By COLLEEN HAWKESFORD of the Weyburn Review
Right from the opening credits, My Best Friend's Wedding , new
on home video, can and will be branded a "chick flick."
As the credits role at the beginning, a bride and her three bridesmaids (bedecked in pastel shades) slowly dance and parade with their bouquets, lip-synching to Dusty Springfield's "Wishing and Hoping."
It's an incredibly cheesy scene and immediately gets the viewer involved in the light, comedic mood of the show.
The movie stars Julia Roberts as Jules, a food critic from New York. Jules receives a call from her best friend Michael (Dermot Mulroney) whom she hasn't seen in years and who tells her he's getting married in four days.
The news comes as a great shock to Jules, who discovers that she harbors more-than-just-friendly feelings towards Michael. So she sets off to destroy his marriage to Kim (Cameron Diaz).
That's the basis of the whole movie: Michael is marrying Kim, Jules refuses to believe he could love anyone else but her, and tries to convince him of that fact while discrediting Kim.
Unfortunately Kim decides she wants Jules to be her maid of honor. So between dress fittings and luncheons with the relatives, Jules convinces Kim to ask Daddy (owner of a cable news network and pro ball team - hmm) to get Michael a job in his public relations firm.
Of course, being the faithful and upstanding young reporter that he is, Michael refuses the flack job and becomes outraged at Kim's suggestion - the plan is working perfectly for Jules.
But then Kim starts the waterworks, begs Michael to come back, and the two quickly make up (and out) in front of Jules in a restaurant. As the camera focuses on Jules' face, the look of shock and disgust that registers lets the audience know the string of curses going through her head without her making a sound.
She then decides to make Michael jealous by telling him she is engaged to George, her editor, who, up until that point, was gay.

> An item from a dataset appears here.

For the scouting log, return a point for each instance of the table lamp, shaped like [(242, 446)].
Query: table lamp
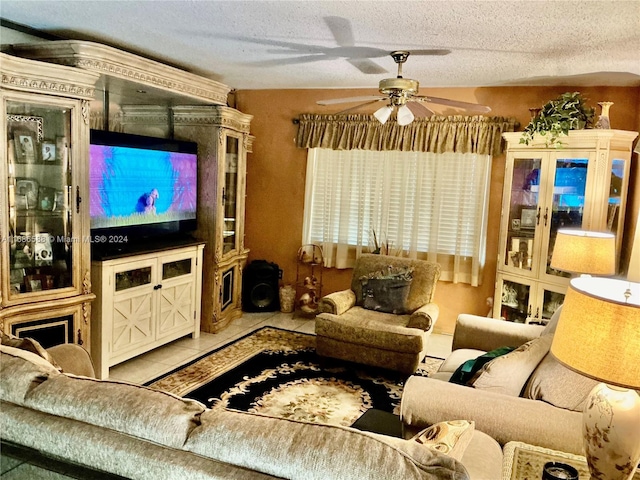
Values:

A little annoyed at Jules for having put him in such a position, George decides to have fun in his new role and ham it up for the in-laws at the wedding practice and supper. He tells them he met Jules in a mental institution while talking with Jerry, a man who believed he was Dionne Warwick. This revelation triggers a spontaneous sing-along of Warwick's "Together, Forever" in the middle of Barry the Cuda's seafood restaurant.
Roberts gives a surprisingly believable and funny performance as the stubborn, quirky Jules. Not since Pretty Woman has she commanded such a comedic role. Her timing on physical humor, such as when Michael tells her he's getting married and she falls off the bed, is dead-on, and she delivers her lines with punch and pizzazz.
The character of Jules is not a hard one to figure out. Bossy, commanding and used to getting her way, she doesn't think she needs anyone in the world except herself. She's had a string of relationships with men including Michael, and casts them off when she thinks she no longer needs them.
She treats Michael, the one who hung around, like her own personal property. Whether she knows it or not, Jules is not driven to break up Michael and Kim because she loves him; she just wants her property back.
Diaz gives a great performance as Kim. She comes across as a spineless ditz who has given up all she believes in so she can be with a lowly sports reporter - easy prey for experienced and worldly Jules. But try to take that lowly sports reporter away and Kim's core of steel is revealed as she fights to get him back.
While it may not be an Oscar-winner at next year's awards show,
My Best Friend's Wedding is a light-hearted, almost-romance that,
despite it's utter pinkness and frivolity, both sexes can enjoy.